The key areas for organisations at this time is to ensure the safety and security of their employees so that they may work to the best of their ability in their new environment and feel they can work securely. Staff must remain motivated to work in unfamiliar surroundings and communication must be in place when they and the business needs it to keep morale high. All in all, staff response to the changes in terms of attitude and flexibility has been good.
Given the current situation some projects may be put on hold as they are not as relevant while others, such as Digital Transformation and Unified Communications may be accelerated to keep the business running as best as it can. A balance needs to be found between speeding up strategy and not spending a lot of money as organisations deal with potential lulls in business.
At this time it seems the work put in by IT over the last few years is now being recognised as some organisations have been able work seamlessly in their new surroundings.
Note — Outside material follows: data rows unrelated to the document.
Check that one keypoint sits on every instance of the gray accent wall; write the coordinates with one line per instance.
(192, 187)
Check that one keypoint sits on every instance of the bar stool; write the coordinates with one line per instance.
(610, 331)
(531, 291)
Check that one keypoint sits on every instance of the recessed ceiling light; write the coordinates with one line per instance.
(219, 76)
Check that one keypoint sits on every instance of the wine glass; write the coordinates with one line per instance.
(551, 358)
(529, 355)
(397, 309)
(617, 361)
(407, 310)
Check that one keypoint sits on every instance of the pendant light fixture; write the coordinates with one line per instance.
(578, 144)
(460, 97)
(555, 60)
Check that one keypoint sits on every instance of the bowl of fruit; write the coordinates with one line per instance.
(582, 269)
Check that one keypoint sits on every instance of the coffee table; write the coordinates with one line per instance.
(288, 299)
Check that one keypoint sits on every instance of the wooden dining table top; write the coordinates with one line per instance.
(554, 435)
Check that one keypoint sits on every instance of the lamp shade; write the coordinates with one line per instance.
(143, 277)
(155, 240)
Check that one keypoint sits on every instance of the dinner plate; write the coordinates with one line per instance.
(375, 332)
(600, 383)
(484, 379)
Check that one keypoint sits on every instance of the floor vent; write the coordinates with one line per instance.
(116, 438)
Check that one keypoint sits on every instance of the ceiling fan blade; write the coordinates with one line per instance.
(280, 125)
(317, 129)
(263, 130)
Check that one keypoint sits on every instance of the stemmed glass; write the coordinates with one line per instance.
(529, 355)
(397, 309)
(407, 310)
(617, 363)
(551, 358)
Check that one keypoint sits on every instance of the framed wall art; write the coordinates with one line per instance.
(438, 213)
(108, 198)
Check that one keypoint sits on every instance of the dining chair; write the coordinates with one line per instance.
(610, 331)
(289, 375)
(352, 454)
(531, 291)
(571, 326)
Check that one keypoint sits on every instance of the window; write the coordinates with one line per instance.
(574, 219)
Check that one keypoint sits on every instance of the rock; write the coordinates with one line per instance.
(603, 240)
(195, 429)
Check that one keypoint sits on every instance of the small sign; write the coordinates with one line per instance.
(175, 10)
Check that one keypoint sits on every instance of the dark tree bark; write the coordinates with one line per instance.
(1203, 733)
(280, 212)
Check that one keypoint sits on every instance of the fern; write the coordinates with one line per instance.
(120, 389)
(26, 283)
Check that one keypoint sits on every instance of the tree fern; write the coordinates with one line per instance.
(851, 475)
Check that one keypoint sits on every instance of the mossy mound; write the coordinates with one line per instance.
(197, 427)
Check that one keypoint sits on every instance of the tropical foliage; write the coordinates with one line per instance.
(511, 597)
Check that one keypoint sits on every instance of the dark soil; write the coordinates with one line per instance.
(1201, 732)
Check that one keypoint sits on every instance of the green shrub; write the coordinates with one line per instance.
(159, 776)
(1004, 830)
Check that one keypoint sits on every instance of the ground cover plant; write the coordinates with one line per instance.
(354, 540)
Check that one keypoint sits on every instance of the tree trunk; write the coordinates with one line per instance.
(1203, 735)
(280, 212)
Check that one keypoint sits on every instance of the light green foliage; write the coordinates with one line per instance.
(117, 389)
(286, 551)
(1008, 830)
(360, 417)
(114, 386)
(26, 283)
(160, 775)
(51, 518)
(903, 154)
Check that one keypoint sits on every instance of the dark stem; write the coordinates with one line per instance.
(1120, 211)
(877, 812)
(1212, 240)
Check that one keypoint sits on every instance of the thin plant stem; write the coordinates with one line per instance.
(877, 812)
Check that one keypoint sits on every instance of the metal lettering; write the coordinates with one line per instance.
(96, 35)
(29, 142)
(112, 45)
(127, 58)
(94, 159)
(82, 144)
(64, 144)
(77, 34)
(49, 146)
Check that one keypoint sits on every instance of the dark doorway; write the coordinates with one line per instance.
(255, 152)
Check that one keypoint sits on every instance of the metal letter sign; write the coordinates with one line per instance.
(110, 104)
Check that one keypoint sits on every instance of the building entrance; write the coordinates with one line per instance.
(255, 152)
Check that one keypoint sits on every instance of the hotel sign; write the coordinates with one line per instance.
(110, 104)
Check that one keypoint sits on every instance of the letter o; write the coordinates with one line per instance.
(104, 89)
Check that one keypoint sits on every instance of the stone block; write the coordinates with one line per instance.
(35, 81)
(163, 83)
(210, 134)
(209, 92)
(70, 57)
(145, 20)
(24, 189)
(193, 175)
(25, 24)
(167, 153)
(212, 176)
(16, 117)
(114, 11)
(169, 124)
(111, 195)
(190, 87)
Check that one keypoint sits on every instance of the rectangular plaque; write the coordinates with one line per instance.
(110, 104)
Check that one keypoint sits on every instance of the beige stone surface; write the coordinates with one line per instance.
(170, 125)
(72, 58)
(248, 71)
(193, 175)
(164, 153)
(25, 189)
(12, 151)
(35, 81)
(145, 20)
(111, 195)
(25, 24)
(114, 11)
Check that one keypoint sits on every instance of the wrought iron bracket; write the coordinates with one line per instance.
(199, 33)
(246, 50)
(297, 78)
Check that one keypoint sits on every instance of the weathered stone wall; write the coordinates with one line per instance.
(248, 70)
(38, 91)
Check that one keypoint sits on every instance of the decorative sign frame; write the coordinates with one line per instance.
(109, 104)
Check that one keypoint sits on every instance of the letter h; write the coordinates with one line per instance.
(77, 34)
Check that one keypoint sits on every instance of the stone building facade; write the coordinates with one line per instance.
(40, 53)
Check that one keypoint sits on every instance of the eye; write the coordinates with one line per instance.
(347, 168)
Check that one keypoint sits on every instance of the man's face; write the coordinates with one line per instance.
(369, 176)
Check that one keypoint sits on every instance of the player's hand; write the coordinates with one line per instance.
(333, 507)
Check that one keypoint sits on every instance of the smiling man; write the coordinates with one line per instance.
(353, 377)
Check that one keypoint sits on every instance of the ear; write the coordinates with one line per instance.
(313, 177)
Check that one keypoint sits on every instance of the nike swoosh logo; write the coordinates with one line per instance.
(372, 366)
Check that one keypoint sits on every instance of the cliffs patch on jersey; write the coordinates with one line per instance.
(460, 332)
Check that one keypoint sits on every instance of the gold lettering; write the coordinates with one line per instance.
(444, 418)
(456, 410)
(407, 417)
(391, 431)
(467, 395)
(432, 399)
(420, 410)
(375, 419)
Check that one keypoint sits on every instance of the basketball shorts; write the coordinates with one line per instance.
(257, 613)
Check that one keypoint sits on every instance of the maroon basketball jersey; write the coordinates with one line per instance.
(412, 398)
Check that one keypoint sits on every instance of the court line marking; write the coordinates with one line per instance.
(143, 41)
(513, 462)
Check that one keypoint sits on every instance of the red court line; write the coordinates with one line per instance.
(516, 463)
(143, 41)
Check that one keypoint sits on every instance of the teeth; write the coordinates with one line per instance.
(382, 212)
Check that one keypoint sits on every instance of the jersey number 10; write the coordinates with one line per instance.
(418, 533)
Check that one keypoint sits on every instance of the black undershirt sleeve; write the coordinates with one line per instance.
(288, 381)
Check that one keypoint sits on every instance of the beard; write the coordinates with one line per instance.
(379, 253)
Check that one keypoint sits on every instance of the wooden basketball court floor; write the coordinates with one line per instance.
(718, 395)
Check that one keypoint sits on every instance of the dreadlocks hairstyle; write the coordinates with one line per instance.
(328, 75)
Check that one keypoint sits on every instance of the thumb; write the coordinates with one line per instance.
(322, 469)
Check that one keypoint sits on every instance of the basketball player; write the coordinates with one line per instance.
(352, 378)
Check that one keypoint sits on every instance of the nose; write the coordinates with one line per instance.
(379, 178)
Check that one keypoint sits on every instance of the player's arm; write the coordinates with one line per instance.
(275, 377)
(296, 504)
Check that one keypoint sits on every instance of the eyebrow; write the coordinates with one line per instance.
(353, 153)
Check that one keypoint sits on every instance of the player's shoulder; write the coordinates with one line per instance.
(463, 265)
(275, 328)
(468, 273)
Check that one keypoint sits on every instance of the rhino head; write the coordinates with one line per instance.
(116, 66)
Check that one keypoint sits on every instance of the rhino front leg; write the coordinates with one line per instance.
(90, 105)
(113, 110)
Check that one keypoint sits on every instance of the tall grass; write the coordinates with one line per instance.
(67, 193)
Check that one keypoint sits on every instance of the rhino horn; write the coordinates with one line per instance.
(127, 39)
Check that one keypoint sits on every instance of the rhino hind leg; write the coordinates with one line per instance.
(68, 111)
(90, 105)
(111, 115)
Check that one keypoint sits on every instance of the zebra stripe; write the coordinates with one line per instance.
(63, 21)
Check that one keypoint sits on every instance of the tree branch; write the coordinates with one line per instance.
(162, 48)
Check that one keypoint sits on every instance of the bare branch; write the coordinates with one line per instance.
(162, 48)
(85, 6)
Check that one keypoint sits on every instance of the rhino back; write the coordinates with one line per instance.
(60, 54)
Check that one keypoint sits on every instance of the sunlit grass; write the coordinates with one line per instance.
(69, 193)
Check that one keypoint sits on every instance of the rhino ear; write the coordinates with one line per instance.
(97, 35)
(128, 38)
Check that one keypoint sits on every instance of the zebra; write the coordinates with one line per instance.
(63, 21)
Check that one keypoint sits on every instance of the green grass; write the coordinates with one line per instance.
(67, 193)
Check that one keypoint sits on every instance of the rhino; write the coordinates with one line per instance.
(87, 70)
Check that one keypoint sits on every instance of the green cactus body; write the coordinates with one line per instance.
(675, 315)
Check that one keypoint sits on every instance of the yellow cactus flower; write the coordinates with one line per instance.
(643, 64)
There are still some less fortunate areas that struggle with bandwidth which need to be addressed and the questions about reaching wider communities are being asked to address these issues.
As staff take home work computers and are no longer protected by company firewalls and security systems, it is very important to educate staff on the potential dangers they may face and support the most vulnerable areas of targeting as the threat landscape has changed in the current climate, while also keeping the basics in place.
In Europe Data Protection regulators were initially slow to provide advice and the advice did differ in certain countries, but now we are seeing more harmonised plans to deal with security functions around heightened risks. CISOs are being advised to educate their staff to the measures required to ensure their and the company’s safety.
As a result of the outbreak consumer habits will move even more towards digital than before, which will likely affect many business models. However, the change in priorities has led to a great deal of innovation in a short period of time with some organisations completing projects in days rather than months due to forced collaboration and quicker decisions because of the current climate.
Many organisations will have their personal preferences on the technology they will use in this period and so it is important to keep track of what is available and useful to your business once this is over, while also keeping the human touch in areas where it is needed.
What we see as the ‘normal’ way of working is changing. Will this be a long term change? Will it have a long term effect on culture?
It is believed that once the outbreak has passed more people will look to work remotely more often. If this is the case, measures will need to be put in place to ensure employees maintain a good work/life balance, work in a comfortable environment and that their work can be monitored effectively while allowing flexibility.
In terms of culture, the need to stay in contact has led to much deeper and personal conversations between staff and managers and created more openness and engagement. Whether this would continue once offices reopen with less staff on site is unknown.